According to a new report by the House of Lords, significant infrastructure spending will be required to halt the dumping of sewage into rivers and oceans, and water bills will likely rise as a result.

Storm overflows are intended to discharge raw sewage only in emergencies during heavy rainfall, but they are being used too often, according to the government. The report claims that the system “relies on releasing polluted water” and blames successive governments, water companies, and regulator Ofwat. The Victorian-designed and constructed sewage system has not received enough investment in drains and treatment plants to handle a growing population and more intense storms, resulting in regular raw sewage discharge into rivers and beaches.

Lord Cromwell, a member of the House of Lords Industry and Regulators Committee, which published the report, said that for decades, the emphasis had been on providing cheap, high-quality water to the population, with little focus on environmental objectives. A separate waste water system that separates rainwater and waste water is widely viewed as the solution, but estimates for its cost range from tens of billions to hundreds of billions of pounds over several decades.

The Lords report states that the government’s Storm Overflows Discharge Reduction Plan will compel water companies to invest £56bn over the next 25 years, a cost that will almost certainly be passed on to customers. The report states that there will need to be a “social tariff” for those unable to pay the higher rates. However, it does not indicate how much water bills may rise.

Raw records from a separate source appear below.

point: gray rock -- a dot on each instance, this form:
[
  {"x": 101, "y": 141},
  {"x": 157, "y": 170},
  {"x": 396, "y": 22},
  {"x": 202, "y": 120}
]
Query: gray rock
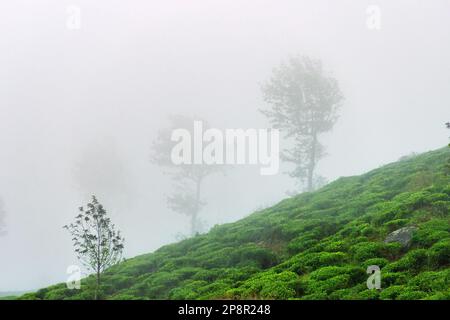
[{"x": 402, "y": 235}]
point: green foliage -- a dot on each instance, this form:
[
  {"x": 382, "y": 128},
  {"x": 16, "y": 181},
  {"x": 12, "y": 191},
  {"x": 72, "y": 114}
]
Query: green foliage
[{"x": 312, "y": 246}]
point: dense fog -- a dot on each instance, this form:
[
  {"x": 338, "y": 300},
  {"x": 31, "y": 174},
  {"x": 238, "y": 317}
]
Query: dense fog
[{"x": 80, "y": 106}]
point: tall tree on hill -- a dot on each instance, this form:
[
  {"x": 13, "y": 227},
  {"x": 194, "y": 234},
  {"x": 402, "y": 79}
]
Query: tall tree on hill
[
  {"x": 187, "y": 179},
  {"x": 303, "y": 103},
  {"x": 96, "y": 242}
]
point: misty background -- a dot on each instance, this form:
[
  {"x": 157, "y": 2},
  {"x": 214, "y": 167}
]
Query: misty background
[{"x": 80, "y": 108}]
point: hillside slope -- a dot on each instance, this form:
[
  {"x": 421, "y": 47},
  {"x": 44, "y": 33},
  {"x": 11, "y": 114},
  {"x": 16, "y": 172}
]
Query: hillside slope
[{"x": 313, "y": 246}]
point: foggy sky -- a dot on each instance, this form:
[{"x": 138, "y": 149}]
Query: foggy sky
[{"x": 114, "y": 82}]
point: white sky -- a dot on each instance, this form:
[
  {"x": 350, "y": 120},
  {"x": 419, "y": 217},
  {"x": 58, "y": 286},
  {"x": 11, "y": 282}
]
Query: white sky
[{"x": 132, "y": 63}]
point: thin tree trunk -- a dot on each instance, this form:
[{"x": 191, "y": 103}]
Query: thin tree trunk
[
  {"x": 312, "y": 163},
  {"x": 97, "y": 285},
  {"x": 197, "y": 208}
]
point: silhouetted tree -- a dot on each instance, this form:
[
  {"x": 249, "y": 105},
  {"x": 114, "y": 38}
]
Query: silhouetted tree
[
  {"x": 304, "y": 102},
  {"x": 187, "y": 178},
  {"x": 96, "y": 242}
]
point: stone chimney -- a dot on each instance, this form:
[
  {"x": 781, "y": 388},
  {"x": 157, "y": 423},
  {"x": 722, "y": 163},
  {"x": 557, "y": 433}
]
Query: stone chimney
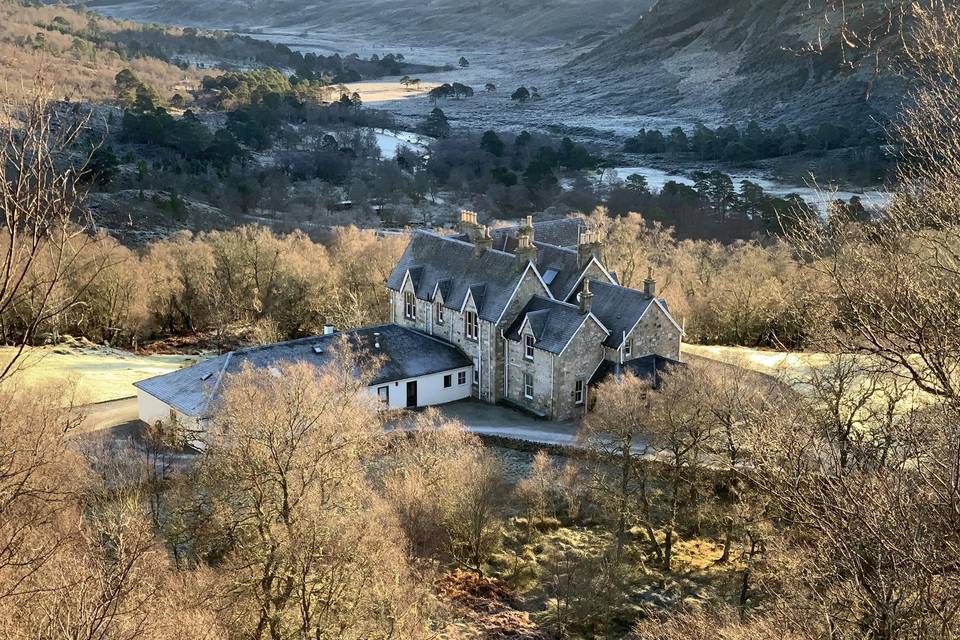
[
  {"x": 528, "y": 228},
  {"x": 483, "y": 241},
  {"x": 526, "y": 251},
  {"x": 468, "y": 225},
  {"x": 650, "y": 285},
  {"x": 589, "y": 247},
  {"x": 586, "y": 297}
]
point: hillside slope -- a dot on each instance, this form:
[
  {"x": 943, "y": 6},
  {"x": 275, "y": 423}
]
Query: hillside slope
[
  {"x": 77, "y": 52},
  {"x": 546, "y": 20},
  {"x": 734, "y": 60}
]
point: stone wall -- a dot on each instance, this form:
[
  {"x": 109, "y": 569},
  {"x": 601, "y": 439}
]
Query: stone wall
[
  {"x": 541, "y": 368},
  {"x": 656, "y": 334},
  {"x": 579, "y": 361},
  {"x": 555, "y": 376}
]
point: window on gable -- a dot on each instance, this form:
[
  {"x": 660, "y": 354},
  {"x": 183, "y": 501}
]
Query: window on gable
[
  {"x": 409, "y": 306},
  {"x": 528, "y": 386},
  {"x": 470, "y": 325}
]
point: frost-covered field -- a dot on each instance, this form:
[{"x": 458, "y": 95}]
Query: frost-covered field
[
  {"x": 795, "y": 369},
  {"x": 89, "y": 373}
]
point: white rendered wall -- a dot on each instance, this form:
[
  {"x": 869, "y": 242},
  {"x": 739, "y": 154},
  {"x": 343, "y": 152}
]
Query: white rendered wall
[{"x": 430, "y": 389}]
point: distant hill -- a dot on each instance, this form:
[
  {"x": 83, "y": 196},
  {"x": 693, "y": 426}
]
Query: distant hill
[
  {"x": 733, "y": 60},
  {"x": 80, "y": 53},
  {"x": 546, "y": 20}
]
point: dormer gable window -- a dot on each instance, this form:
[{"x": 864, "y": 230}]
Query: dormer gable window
[
  {"x": 471, "y": 326},
  {"x": 409, "y": 306}
]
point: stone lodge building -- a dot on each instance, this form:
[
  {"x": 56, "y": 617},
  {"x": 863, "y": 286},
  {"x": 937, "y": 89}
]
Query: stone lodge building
[{"x": 535, "y": 309}]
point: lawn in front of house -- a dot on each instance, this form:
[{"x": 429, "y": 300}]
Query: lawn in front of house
[{"x": 87, "y": 373}]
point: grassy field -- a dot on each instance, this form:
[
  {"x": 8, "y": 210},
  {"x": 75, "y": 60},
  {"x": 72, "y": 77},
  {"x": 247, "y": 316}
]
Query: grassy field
[
  {"x": 772, "y": 363},
  {"x": 794, "y": 368},
  {"x": 89, "y": 372}
]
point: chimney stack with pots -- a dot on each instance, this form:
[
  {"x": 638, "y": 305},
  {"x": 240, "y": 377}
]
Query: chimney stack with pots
[
  {"x": 650, "y": 285},
  {"x": 483, "y": 241},
  {"x": 586, "y": 297},
  {"x": 589, "y": 247},
  {"x": 528, "y": 228},
  {"x": 526, "y": 251},
  {"x": 468, "y": 225}
]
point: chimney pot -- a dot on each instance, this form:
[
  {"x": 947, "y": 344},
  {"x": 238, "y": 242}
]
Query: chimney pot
[
  {"x": 589, "y": 247},
  {"x": 586, "y": 297},
  {"x": 650, "y": 284},
  {"x": 482, "y": 240}
]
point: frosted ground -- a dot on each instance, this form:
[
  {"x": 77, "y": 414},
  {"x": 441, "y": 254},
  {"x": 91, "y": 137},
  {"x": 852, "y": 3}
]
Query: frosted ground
[
  {"x": 86, "y": 373},
  {"x": 508, "y": 68}
]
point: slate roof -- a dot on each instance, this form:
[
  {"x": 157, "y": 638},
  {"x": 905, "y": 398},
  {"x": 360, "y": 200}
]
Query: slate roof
[
  {"x": 618, "y": 308},
  {"x": 650, "y": 367},
  {"x": 564, "y": 262},
  {"x": 559, "y": 233},
  {"x": 553, "y": 323},
  {"x": 406, "y": 353},
  {"x": 492, "y": 276}
]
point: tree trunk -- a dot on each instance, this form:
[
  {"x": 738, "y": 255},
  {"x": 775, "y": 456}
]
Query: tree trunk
[
  {"x": 727, "y": 539},
  {"x": 667, "y": 549}
]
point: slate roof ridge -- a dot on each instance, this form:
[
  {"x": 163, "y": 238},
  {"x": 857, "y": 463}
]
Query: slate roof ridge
[
  {"x": 434, "y": 234},
  {"x": 554, "y": 247},
  {"x": 557, "y": 301}
]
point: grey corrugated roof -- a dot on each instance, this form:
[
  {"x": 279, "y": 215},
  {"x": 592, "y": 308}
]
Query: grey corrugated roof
[
  {"x": 649, "y": 367},
  {"x": 405, "y": 353},
  {"x": 492, "y": 276},
  {"x": 554, "y": 323},
  {"x": 618, "y": 308}
]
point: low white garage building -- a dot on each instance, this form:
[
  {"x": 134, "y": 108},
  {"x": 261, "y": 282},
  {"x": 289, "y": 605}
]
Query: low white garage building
[{"x": 415, "y": 370}]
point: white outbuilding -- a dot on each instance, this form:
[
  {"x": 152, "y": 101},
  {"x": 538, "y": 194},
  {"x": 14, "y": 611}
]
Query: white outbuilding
[{"x": 413, "y": 370}]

Defra called the £56bn plan the “largest infrastructure programme” in the history of water companies. The Lords report also called for greater transparency from water companies, stating that despite growing public awareness, companies do not have to provide comprehensive information on what, when, and how much they release. In a statement, Ofwat welcomed the report, stating that it would work to hold water companies accountable and was currently investigating six companies.

Higher water bills are likely to raise concerns about the profits made by water companies and the salaries of their executives. Ofwat recently urged water firms to “take into account” environmental performance when determining dividend payments. The report suggests that water company bosses should not receive large bonuses while their companies pollute, and it calls for “greater individual accountability (at water companies) and sanctions for egregious environmental crimes.”

In response to a request for comment, Water UK, a trade association, welcomed the committee’s call for the government to give Ofwat guidance on the increased level of investment required to improve environmental and water security but made no comment on executive pay.